Toyota's sales dropped 9.4 percent from August of last year, a further indication that the woes in the U.S. auto market are continuing, but Nissan - the only major automaker to show a sales gain in July - reported another improvement, with a 13.6 percent increase in August sales.
Ford sold 155,172 light vehicles last month, down 3.6 percent from 160,990 in July, which was the industry's worst month for U.S. sales in 16 years.
The Dearborn-based automaker said its Ford, Lincoln and Mercury car sales dropped nearly 9 percent, while truck sales were off more than 32 percent last month.
The company also doesn't expect a sales rebound in the second half of the year. It said Wednesday that it plans to cut 50,000 more vehicles from its production plan in the second half of the year, reducing its output to 890,000 in the last six months of 2008.
"We expect the second half of 2008 will be more challenging than the first half as weak economic conditions and the consumer credit crunch continue," Jim Farley, Ford's group vice president for marketing and sales, said in a statement.
There were some bright spots for Ford. Sales of its Focus small car were up 23 percent in August, while Escape small SUV sales rose 17 percent compared with the same month a year ago.
Toyota Motor Corp. said its car sales were down 3.4 percent from August 2007, and trucks were down 17.6 percent. Sales of the tiny Yaris were up more than 20 percent for the month, while the Camry midsize sedan saw sales grow by 3.3 percent, the company said.
Nissan Motor Co. said its car sales fell 0.8 percent but its truck sales climbed 34.8 percent on strong sales of its Frontier, Xterra and Quest models and the Infiniti EX and FX crossovers.
Despite Nissan's gains, Ford's and Toyota's numbers are an indication that the U.S. auto market was still in a funk in August.
Analysts have predicted a seasonally adjusted annual sales rate for August of just over 13 million, far below the August 2007 rate of 16.2 million.
They would have reduced August predictions even further had it not been for General Motors Corp.'s employee-pricing-for-everyone offer during the last two weeks of the month. On Wednesday, GM extended the offer until Sept. 30.
Employee discounts generally are 10 percent below the invoice price but vary by model.

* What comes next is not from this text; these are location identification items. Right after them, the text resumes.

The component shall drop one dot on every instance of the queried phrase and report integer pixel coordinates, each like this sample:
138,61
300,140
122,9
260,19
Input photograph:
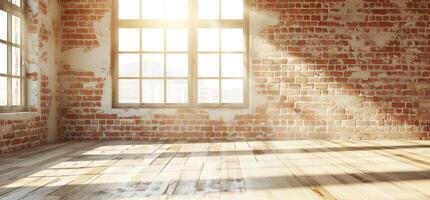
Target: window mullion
9,59
193,78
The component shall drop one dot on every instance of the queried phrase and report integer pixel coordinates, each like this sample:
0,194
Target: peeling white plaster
96,59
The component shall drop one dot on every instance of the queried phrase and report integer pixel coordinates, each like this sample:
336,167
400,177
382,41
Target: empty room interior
215,99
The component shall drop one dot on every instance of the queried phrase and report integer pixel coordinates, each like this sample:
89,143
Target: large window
179,53
12,76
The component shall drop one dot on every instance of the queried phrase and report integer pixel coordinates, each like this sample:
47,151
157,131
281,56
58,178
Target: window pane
208,91
152,39
232,91
3,59
17,2
232,39
129,9
177,65
232,9
208,9
16,92
177,91
208,39
16,30
129,39
153,65
128,65
153,91
3,91
3,25
208,65
232,65
16,61
177,9
153,9
177,39
128,91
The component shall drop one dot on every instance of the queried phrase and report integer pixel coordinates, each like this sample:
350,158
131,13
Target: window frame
18,11
191,24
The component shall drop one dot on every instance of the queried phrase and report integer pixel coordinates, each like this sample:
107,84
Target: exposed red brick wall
328,69
24,130
78,17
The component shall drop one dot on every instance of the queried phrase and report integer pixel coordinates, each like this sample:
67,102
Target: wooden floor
219,170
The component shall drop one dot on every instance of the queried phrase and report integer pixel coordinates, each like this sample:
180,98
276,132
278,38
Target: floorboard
307,169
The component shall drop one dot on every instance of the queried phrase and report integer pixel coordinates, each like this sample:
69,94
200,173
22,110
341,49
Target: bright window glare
232,65
152,9
208,9
177,65
127,91
232,91
152,39
232,9
208,90
128,65
177,40
153,65
208,39
16,92
3,25
129,9
16,30
176,9
208,65
3,58
232,39
3,91
177,91
129,39
153,91
16,61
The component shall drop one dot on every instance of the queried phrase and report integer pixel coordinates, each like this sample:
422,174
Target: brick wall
24,130
325,69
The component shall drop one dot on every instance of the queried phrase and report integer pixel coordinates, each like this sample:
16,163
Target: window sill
179,106
13,115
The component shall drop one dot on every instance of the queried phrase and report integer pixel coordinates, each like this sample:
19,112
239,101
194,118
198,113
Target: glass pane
17,2
129,39
153,91
128,65
3,25
232,9
208,9
232,39
232,65
153,9
3,91
3,59
177,91
16,61
153,65
177,65
177,40
232,91
208,65
152,39
208,39
128,91
208,91
16,30
177,9
16,92
129,9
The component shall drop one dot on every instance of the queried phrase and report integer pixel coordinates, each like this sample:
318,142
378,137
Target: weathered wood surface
219,170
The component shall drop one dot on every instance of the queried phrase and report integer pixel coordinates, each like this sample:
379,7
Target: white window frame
192,24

GM and the rest of the auto industry were to release their August sales results later Wednesday.
U.S. sales in July fell to an annual rate of 12.5 million vehicles. Most major automakers posted double-digit declines, with Nissan Motor Co. the only one to report an increase.
Automakers have seen their sales tumble this year as weak consumer confidence, house value declines and high gas prices have steered many buyers away from dealer lots and pushed the ones who remain toward smaller, more fuel-efficient vehicles.
At the same time, the tightening of credit markets and higher leasing costs have made it harder for many Americans to get financing.
The Associated Press reports unadjusted auto sales figures, calculating the percentage change in the total number of vehicles sold in one month compared with the same month a year earlier. Some automakers report percentages adjusted for sales days. There were 27 sales days in August, the same as in August 2007.